Tina’s educational and work experiences have focused on diversity, education, and conflict resolution, and together they provide her with a wealth of personal knowledge about the conflicts that exist in educational and work settings.
As a woman of mixed race growing up in Idaho during the 1960s, Tina has stories to tell about racism and the role of education in harming or uplifting children and families. She has supplemented her personal lived knowledge of education, diversity and conflict with extensive professional education and training.
She has a number of degrees from the University of Oregon: a bachelor’s in Family and Human Services, a master’s in Public Policy and Management, and a master’s in Conflict and Dispute Resolution.
She’s not done.
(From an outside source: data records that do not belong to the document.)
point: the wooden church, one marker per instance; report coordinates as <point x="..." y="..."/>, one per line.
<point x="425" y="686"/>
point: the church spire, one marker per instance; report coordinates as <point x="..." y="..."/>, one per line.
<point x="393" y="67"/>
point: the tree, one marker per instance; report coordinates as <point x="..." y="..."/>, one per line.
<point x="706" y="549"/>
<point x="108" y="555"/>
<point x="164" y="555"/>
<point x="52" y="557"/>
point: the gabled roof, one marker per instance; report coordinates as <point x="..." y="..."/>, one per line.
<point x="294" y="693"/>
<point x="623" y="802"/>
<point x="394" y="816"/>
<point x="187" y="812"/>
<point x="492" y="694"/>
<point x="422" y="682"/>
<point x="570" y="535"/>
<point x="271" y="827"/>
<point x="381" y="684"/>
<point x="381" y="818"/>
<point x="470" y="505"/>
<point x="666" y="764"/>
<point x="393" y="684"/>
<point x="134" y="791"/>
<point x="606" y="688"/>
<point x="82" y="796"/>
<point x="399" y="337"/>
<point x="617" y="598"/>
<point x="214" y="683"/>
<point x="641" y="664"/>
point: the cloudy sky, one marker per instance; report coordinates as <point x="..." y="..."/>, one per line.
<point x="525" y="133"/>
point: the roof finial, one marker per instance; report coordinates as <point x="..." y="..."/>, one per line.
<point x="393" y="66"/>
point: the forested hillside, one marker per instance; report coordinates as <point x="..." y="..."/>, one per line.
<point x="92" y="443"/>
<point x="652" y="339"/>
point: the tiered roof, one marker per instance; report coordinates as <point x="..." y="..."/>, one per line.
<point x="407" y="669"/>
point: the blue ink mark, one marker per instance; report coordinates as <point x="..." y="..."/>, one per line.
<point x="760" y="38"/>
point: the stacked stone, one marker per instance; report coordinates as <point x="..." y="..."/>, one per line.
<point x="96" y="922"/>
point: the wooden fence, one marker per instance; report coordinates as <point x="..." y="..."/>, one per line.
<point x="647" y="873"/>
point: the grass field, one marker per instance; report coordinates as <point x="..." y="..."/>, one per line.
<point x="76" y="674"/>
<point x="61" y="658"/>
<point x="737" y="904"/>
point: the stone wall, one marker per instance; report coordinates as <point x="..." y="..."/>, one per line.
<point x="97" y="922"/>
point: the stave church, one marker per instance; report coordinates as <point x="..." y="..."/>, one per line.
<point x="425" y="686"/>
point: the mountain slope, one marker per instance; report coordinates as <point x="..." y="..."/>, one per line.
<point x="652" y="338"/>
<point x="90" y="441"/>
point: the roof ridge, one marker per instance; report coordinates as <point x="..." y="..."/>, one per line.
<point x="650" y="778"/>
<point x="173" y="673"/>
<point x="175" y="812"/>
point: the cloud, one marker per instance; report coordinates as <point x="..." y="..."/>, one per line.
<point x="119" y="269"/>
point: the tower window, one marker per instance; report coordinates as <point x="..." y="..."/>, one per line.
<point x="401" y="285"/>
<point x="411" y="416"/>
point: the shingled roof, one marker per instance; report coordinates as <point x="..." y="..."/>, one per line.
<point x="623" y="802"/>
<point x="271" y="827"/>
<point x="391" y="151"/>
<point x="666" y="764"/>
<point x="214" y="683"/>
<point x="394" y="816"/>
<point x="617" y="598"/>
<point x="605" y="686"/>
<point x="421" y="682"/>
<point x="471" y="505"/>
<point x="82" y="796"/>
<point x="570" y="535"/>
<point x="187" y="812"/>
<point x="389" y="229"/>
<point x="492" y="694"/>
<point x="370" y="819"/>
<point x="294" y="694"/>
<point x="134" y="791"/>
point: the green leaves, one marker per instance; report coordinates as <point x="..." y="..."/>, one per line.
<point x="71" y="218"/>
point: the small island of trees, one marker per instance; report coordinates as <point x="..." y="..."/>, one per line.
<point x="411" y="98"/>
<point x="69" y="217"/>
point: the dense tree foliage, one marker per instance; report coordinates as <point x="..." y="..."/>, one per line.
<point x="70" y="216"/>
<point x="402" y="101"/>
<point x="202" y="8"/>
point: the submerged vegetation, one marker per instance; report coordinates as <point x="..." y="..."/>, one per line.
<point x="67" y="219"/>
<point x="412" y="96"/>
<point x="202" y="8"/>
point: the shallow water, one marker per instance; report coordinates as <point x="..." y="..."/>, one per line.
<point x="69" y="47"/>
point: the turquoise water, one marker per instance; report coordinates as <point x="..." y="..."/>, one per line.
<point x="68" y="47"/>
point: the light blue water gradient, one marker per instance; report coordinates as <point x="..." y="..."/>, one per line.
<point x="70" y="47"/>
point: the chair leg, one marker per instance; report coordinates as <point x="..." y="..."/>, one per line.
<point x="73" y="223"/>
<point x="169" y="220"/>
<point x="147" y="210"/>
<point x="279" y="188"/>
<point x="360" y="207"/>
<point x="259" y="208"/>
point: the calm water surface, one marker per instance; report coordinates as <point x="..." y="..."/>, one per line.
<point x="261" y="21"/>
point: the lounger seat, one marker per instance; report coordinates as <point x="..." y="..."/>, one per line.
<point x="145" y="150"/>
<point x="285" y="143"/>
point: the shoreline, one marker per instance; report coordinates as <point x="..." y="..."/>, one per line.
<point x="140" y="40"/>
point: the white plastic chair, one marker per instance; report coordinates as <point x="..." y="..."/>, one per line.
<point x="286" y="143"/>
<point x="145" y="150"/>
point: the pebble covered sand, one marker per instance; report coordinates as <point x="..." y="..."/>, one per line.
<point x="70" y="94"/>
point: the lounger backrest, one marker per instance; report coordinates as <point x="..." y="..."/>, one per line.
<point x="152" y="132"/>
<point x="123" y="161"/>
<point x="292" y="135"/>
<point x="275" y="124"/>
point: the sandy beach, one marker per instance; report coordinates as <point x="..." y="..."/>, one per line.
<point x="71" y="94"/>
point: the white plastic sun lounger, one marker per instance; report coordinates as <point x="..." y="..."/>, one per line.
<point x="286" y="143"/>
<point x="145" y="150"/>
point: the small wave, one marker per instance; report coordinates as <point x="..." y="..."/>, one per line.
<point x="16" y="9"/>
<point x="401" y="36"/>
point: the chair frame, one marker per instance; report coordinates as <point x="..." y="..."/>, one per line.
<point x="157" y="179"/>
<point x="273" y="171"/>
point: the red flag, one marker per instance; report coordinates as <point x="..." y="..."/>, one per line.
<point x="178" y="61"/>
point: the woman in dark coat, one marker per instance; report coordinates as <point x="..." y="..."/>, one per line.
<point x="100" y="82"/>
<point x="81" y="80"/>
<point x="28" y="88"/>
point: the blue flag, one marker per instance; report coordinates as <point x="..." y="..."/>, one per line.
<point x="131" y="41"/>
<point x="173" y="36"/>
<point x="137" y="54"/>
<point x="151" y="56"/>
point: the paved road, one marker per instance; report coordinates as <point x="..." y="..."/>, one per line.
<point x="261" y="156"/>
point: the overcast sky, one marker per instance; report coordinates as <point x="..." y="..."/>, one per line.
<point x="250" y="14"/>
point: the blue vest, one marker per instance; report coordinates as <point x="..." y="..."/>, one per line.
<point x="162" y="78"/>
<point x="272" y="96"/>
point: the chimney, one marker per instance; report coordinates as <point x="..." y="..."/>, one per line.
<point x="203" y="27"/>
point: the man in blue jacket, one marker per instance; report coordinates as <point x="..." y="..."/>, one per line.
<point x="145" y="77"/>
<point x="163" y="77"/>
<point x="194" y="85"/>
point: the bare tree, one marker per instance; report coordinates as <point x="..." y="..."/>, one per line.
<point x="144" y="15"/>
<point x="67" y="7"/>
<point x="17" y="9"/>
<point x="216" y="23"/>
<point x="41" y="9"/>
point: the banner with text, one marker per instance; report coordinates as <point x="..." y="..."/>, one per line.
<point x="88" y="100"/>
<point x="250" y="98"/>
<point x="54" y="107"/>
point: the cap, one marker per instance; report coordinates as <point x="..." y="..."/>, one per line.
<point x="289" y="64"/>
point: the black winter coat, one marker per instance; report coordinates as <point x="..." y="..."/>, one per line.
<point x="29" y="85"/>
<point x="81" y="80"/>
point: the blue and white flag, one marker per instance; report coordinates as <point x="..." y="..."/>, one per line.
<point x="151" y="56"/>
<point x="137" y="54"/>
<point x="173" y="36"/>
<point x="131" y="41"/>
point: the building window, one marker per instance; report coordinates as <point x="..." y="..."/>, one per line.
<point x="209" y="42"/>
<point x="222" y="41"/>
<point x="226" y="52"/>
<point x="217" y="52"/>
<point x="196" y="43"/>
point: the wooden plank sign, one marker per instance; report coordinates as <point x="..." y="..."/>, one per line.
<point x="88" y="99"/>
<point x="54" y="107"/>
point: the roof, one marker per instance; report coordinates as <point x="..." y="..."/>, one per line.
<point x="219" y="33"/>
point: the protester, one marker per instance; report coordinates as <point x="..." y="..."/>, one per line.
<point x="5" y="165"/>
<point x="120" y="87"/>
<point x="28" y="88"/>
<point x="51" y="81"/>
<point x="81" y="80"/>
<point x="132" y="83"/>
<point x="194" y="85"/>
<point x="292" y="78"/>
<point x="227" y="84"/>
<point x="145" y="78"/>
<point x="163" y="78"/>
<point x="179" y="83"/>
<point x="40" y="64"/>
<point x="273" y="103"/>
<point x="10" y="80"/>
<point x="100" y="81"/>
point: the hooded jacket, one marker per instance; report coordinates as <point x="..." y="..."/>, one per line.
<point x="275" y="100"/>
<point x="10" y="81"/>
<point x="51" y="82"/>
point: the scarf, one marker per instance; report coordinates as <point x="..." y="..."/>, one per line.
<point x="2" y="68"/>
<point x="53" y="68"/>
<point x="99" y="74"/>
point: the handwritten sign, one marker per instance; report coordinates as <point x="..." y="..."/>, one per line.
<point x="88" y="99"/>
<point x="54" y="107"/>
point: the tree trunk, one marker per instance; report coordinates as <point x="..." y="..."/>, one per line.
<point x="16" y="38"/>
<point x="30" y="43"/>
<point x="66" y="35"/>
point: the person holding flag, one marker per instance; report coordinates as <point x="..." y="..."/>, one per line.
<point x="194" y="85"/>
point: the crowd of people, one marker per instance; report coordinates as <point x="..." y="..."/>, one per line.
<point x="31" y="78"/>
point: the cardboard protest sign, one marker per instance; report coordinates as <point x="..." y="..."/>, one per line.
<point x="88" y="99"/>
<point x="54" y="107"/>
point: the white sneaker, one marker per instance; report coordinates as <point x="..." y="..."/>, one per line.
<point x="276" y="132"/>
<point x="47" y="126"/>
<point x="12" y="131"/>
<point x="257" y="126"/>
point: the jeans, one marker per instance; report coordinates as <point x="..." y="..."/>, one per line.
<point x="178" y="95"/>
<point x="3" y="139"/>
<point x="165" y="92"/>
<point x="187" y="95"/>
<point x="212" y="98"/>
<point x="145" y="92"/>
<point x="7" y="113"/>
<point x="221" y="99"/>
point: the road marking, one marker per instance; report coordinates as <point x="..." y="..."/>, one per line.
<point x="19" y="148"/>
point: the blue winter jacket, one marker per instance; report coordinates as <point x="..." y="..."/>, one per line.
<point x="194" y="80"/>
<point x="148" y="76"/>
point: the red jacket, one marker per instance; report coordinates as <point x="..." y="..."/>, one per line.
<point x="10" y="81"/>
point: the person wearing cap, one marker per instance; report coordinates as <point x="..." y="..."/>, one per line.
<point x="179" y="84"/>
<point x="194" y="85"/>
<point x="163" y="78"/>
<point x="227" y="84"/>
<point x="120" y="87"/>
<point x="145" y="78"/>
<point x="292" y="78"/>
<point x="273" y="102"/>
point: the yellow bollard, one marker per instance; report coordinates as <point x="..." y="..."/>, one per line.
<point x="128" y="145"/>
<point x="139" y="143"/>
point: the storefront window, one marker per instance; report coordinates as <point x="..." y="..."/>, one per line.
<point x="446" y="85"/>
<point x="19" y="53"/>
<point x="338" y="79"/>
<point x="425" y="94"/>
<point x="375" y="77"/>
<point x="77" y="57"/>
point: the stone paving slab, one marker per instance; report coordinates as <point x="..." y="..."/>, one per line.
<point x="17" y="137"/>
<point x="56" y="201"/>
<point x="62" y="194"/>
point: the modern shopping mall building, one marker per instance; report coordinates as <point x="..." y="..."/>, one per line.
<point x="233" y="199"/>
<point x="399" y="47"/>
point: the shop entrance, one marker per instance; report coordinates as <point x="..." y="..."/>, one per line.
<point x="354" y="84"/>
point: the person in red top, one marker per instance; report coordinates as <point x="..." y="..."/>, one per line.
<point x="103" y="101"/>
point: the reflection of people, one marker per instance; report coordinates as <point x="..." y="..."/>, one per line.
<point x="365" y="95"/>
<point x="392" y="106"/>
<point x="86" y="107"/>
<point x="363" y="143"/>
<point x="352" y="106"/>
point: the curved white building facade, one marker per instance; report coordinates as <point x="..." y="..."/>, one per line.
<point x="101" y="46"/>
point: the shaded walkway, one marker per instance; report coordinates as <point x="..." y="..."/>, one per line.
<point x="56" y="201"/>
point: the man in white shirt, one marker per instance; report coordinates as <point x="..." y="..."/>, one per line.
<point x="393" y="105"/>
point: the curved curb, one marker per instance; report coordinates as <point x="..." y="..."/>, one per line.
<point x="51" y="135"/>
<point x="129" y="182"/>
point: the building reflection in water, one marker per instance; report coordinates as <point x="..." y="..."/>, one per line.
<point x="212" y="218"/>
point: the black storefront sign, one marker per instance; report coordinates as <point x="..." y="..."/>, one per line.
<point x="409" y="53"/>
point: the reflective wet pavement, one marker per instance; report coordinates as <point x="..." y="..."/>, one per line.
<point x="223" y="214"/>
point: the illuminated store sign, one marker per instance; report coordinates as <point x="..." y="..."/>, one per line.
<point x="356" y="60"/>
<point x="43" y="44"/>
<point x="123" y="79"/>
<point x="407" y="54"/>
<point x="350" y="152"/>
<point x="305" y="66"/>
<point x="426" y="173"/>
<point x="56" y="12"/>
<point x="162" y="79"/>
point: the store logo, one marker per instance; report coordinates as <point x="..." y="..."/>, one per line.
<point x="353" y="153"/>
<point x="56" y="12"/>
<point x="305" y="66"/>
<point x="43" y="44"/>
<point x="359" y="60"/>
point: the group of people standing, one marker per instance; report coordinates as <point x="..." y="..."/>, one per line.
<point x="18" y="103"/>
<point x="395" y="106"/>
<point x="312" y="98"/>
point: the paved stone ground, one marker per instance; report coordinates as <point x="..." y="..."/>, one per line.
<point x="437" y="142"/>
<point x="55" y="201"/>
Tina is currently enrolled in the doctoral program in Critical and Socio-Cultural Studies.
Besides her work on campus, Tina also makes a difference in our wider communities. Last year she was responsible for developing a diversity coaching program with the Eugene 4J School District. She interviewed and helped 22 elementary school principals develop diversity focused coaching plans. She was also part of a research team responsible for developing a diversity focused environmental scan for use in the 4J Elementary Schools.
Beyond the Center on Diversity and Community and the University of Oregon, Tina has worked at Head Start for 17 years. She has seen first-hand how inequality and poverty affect children’s ability to learn. She has been a social justice advocate for children and families for more than half of her life, always as a frontline worker. And she’s done all this while carrying a full-load as a UO student for nearly fifteen years.
In her life and work, Tina Gutierez-Schmich exemplifies the ideals and vision set forth by Dr. Martin Luther King, Jr. It is with great pleasure that we honor and thank her today.